Sometimes things don't go as planned.

I find myself constantly forgetting this and constantly being reminded. This last Monday at my outpatient clinic appointment, I learned that my blood counts were low for the first time since my diagnosis from the three new chemotherapy drugs that I was given on "consolidation phase" day one. It explains why, the previous week, I was feeling so run down, spending most of my time in bed and getting winded doing even the simplest tasks like showering. I'm also now neutropenic for the first time since my diagnosis, meaning we have to be very careful about my infection risk.

This also meant that my planned intrathecal chemo I was supposed to receive Monday would need to be pushed until next week - which my doctors told me would be just fine... assuming that I was COVID negative. Oh yeah, my blood levels had dropped low enough, that my doctors were concerned it might not just be from the chemo, but maybe I had somehow caught COVID. So I was tested for COVID on Monday and, thankfully, on Tuesday learned it was negative.
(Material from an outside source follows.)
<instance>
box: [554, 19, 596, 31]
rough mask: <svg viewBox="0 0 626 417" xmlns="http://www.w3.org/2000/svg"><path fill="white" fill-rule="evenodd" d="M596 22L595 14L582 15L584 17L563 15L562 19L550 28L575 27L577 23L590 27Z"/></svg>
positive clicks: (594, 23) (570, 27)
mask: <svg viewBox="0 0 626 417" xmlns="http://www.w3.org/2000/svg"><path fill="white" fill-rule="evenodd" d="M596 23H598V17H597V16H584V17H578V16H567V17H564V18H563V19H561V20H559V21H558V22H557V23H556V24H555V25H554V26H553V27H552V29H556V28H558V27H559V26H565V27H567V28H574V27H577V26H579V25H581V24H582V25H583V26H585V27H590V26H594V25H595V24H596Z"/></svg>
Also, in order raise my hemoglobin levels, I was given a blood transfusion on Monday as well. Thankfully, largely in part to that, I've had a lot more energy these last couple of days, allowing me to finally publish this blog (which I've been attempting to do since the first week of being home).

Things could always be worse.

This has echoed in my brain since my treatment started. As I write that last section, I realize how lucky I am especially compared to the stories I've heard in the last few weeks from other cancer patients.

I was only in the hospital for 10 days. I'm able to do my treatment as an outpatient. This was the first time things haven't really gone to plan in my treatment - after 6 straight weeks of things pretty much going to plan. Most of my symptoms have been fairly manageable. I haven't had to worry about my health insurance or losing my job.

I routinely am counting my blessings and knocking on wood.

Thankfully, Anna reminds me that on days which do suck, I'm allowed to be pissed. I'm allowed to wonder "why me". Everyone has good days and bad days. Lately, it feels like we've had more bad days than good, but it's all relative. There's always someone out there that's had a worse day and someone that's had a better day. The best we can do is remind ourselves of that without invalidating our own emotions.

And speaking of counting my blessings - to all of my family and friends reading this, thank you. Thank you for reading this, for thinking of me, and supporting me. I'm so lucky to have people like you in my life. We'll get through this, together.

One of the new chemos that's a part of this phase is given as a shot in my arm, which Anna has the luxury of doing! I'm told I need to be nice to her on these days.